I considered margin of victory in my rankings system because being able to beat a team by a large margin demonstrates that a team is better than if the majority of games they play are close. For my ranking system, I assigned teams extra points depending on their margin of victory. I capped the points assigned for margin of victory at 30. Winning by 30 and by 50 is the same amount of extra points, for example. Also I did not consider margin of victory for FCS games.

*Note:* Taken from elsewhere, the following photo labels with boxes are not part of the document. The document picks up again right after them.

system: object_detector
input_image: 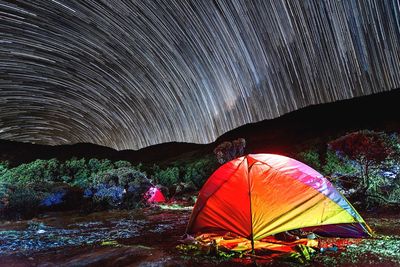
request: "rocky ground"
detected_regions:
[0,206,400,267]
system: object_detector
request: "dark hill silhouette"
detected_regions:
[0,89,400,168]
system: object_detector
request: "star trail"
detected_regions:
[0,0,400,149]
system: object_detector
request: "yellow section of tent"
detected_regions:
[248,164,357,240]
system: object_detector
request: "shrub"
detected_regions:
[183,157,219,188]
[296,149,321,170]
[6,187,42,218]
[154,167,179,187]
[328,130,396,191]
[114,160,132,170]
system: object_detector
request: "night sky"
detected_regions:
[0,0,400,149]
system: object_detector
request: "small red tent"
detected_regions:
[145,186,165,203]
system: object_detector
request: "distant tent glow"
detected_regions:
[187,154,371,241]
[145,186,165,203]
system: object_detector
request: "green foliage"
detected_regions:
[154,167,179,187]
[322,150,358,176]
[114,160,132,170]
[0,159,60,185]
[182,157,219,188]
[93,167,150,187]
[6,186,43,220]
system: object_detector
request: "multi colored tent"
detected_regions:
[144,186,165,203]
[187,154,371,245]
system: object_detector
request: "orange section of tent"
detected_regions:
[187,154,365,240]
[248,162,356,240]
[191,157,251,237]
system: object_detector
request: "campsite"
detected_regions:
[0,0,400,267]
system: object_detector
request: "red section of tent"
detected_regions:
[145,186,165,203]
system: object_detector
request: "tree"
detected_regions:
[328,130,396,190]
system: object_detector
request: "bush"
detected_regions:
[322,150,359,177]
[6,187,42,218]
[154,167,180,188]
[183,157,219,188]
[296,149,321,170]
[0,159,61,185]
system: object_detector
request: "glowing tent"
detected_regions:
[144,186,165,203]
[187,154,371,241]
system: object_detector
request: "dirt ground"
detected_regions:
[0,208,400,267]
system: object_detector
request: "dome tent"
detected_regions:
[186,154,371,245]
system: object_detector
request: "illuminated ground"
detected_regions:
[0,209,400,266]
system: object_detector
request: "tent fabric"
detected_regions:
[145,186,165,203]
[187,154,371,240]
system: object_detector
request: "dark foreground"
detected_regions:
[0,208,400,267]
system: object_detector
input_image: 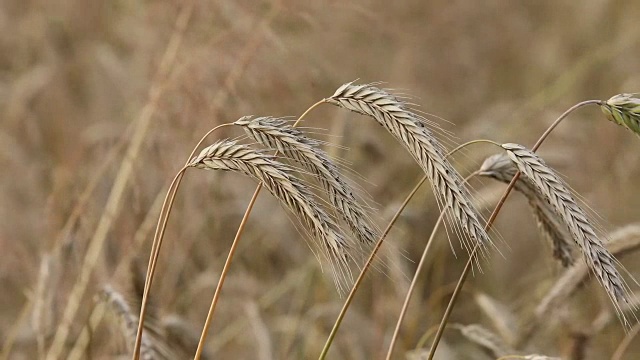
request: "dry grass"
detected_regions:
[0,0,640,360]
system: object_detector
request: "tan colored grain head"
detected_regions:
[235,116,379,245]
[502,144,628,325]
[478,154,574,267]
[325,83,491,252]
[188,140,352,291]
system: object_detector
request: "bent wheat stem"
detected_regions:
[190,100,325,359]
[319,140,500,359]
[428,100,602,360]
[386,171,480,360]
[133,123,231,359]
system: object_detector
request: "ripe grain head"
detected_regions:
[188,140,352,291]
[478,154,574,267]
[325,83,491,253]
[235,116,379,245]
[502,144,628,325]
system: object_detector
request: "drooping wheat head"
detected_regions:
[502,144,628,312]
[600,94,640,135]
[188,140,352,291]
[478,154,574,267]
[234,116,378,245]
[325,83,491,252]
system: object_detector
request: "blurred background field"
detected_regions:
[0,0,640,359]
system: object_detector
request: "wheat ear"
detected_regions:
[518,224,640,343]
[234,116,378,245]
[478,154,574,267]
[502,144,627,308]
[325,83,491,253]
[188,140,351,290]
[600,94,640,135]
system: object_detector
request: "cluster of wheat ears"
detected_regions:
[103,83,640,359]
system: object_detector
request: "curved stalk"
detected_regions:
[428,100,602,360]
[191,99,325,359]
[133,123,232,360]
[319,139,500,360]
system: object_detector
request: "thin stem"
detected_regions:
[194,183,262,359]
[319,139,500,359]
[386,173,478,360]
[318,176,427,360]
[191,99,326,360]
[428,100,602,360]
[611,323,640,360]
[133,123,231,360]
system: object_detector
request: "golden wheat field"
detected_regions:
[0,0,640,360]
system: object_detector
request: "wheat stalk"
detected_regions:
[478,154,574,267]
[187,140,351,291]
[234,116,378,245]
[519,224,640,342]
[502,144,627,312]
[325,83,491,253]
[600,94,640,135]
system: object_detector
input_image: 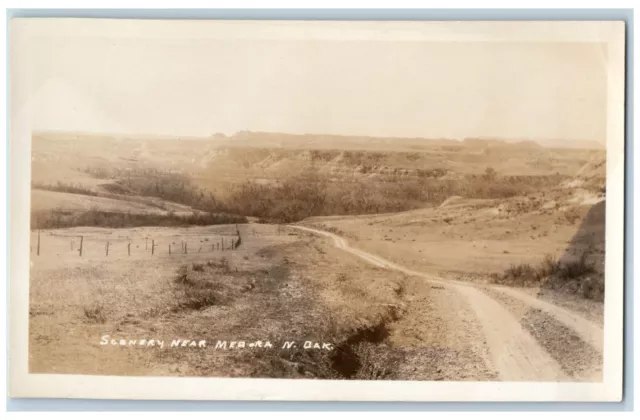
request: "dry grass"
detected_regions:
[492,249,604,301]
[31,209,247,229]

I gave equal weight to all games in my ranking system regardless of when the game was played.

Rankings vs AP top 25 (Week 11)

Code

# Find each teams overall record
home_record <- college_games %>%
  group_by(Home_Team) %>%
  mutate(wins = ifelse(Home_Team_Win == 1, 1, 0),
         losses = ifelse(Home_Team_Win == 1, 0, 1)) %>%
  summarize(wins = sum(wins),
            losses = sum(losses)) %>%
  rename(Team = Home_Team)

away_record <- college_games %>%
  group_by(Away_Team) %>%
  mutate(wins = ifelse(Home_Team_Win == 1, 0, 1),
         losses = ifelse(Home_Team_Win == 1, 1, 0)) %>%
  summarize(wins = sum(wins),
            losses = sum(losses)) %>%
  rename(Team = Away_Team)

team_record <- bind_rows(home_record, away_record) %>%
  group_by(Team) %>%
  summarize(Wins = sum(wins),
            Losses = sum(losses),
            win_pct = Wins / (Wins + Losses))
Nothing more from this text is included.